Hiperbilirrubinemia conjugada

A bilirrubina conjugada medida nas primeiras 24-48 horas de vida e mesmo depois, deve ser normal (isto é, <95%). Os neonatos sob investigação para hiperbilirrubinemia conjugada devem ser acompanhados imediatamente para descartar coléstase e atresia das vias biliares em tempo hábil.[76]​ O tratamento da hiperbilirrubinemia conjugada depende da etiologia. A fototerapia é contraindicada nesses pacientes, pois pode causar síndrome do "bebê bronze". Transfusões simples ou exsanguineotransfusão não são indicadas.

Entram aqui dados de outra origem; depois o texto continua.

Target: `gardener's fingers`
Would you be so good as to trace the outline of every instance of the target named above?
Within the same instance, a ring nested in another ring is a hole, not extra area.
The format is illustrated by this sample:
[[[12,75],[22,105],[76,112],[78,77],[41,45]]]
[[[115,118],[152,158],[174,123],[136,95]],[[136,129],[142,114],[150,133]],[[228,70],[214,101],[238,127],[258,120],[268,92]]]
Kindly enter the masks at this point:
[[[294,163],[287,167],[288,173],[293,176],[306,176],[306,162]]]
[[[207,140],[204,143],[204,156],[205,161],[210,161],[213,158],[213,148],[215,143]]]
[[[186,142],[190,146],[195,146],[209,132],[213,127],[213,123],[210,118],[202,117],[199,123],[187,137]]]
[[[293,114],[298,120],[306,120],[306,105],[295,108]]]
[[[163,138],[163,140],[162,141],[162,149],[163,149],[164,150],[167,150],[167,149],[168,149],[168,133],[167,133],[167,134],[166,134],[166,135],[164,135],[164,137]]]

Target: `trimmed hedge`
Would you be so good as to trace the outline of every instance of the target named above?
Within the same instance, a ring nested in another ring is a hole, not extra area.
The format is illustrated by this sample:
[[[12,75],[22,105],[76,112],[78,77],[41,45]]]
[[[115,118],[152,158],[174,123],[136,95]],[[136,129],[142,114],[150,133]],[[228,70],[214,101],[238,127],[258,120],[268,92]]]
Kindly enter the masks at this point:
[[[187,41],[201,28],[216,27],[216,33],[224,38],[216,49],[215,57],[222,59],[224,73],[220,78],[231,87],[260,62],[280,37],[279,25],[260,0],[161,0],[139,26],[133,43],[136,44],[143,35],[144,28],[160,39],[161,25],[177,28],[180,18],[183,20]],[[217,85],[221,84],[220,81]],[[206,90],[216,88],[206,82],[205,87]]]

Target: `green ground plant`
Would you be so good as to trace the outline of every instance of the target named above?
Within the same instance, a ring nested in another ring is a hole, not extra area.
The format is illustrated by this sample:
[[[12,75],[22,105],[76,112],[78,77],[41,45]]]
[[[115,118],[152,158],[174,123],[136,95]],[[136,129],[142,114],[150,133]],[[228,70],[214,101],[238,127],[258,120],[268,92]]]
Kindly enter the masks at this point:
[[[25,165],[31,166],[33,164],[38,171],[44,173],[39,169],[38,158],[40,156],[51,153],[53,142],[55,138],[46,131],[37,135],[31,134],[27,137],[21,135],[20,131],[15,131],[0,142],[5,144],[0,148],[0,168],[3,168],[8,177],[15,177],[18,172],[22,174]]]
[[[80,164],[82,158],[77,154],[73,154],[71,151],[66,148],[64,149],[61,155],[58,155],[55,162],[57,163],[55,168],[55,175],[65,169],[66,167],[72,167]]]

Pode ser necessário passar por uma consulta com um especialista apropriado para tratamento adicional, dependendo da etiologia encontrada.

Icterícia fisiológica

Nenhum tratamento é necessário para icterícia fisiológica.

Icterícia associada ao aleitamento materno

A "hiperbilirrubinemia com ingestão abaixo do ideal" associada a ingestão inadequada de leite materno normalmente alcança o pico entre o 3o e o 5o dia após o nascimento e, muitas vezes, está associada a uma perda de peso excessiva. A redução na frequência de defecação causa aumento da circulação entero-hepática da bilirrubina. O aleitamento materno ideal desde o início e a consideração de ingestão enteral se houver evidências clínicas ou laboratoriais de que o aleitamento materno está comprometido podem ajudar a mitigar o risco de hiperbilirrubinemia subsequente.[77]

A "icterícia do leite materno" ou "síndrome ictérica do leite materno", por outro lado, persiste por até 3 meses apesar de uma ingestão adequada de leite materno e do ganho de peso ideal, e quase sempre é não patológica.[9]​​[77]​ Os lactentes adequadamente hidratados não devem receber suplementação de rotina. A suplementação temporária com fórmula infantil e a interrupção temporária do aleitamento materno raramente são indicadas e devem ser feitas em conjunto com os pais do lactente, se possível, após uma discussão sobre os riscos e benefícios.[9]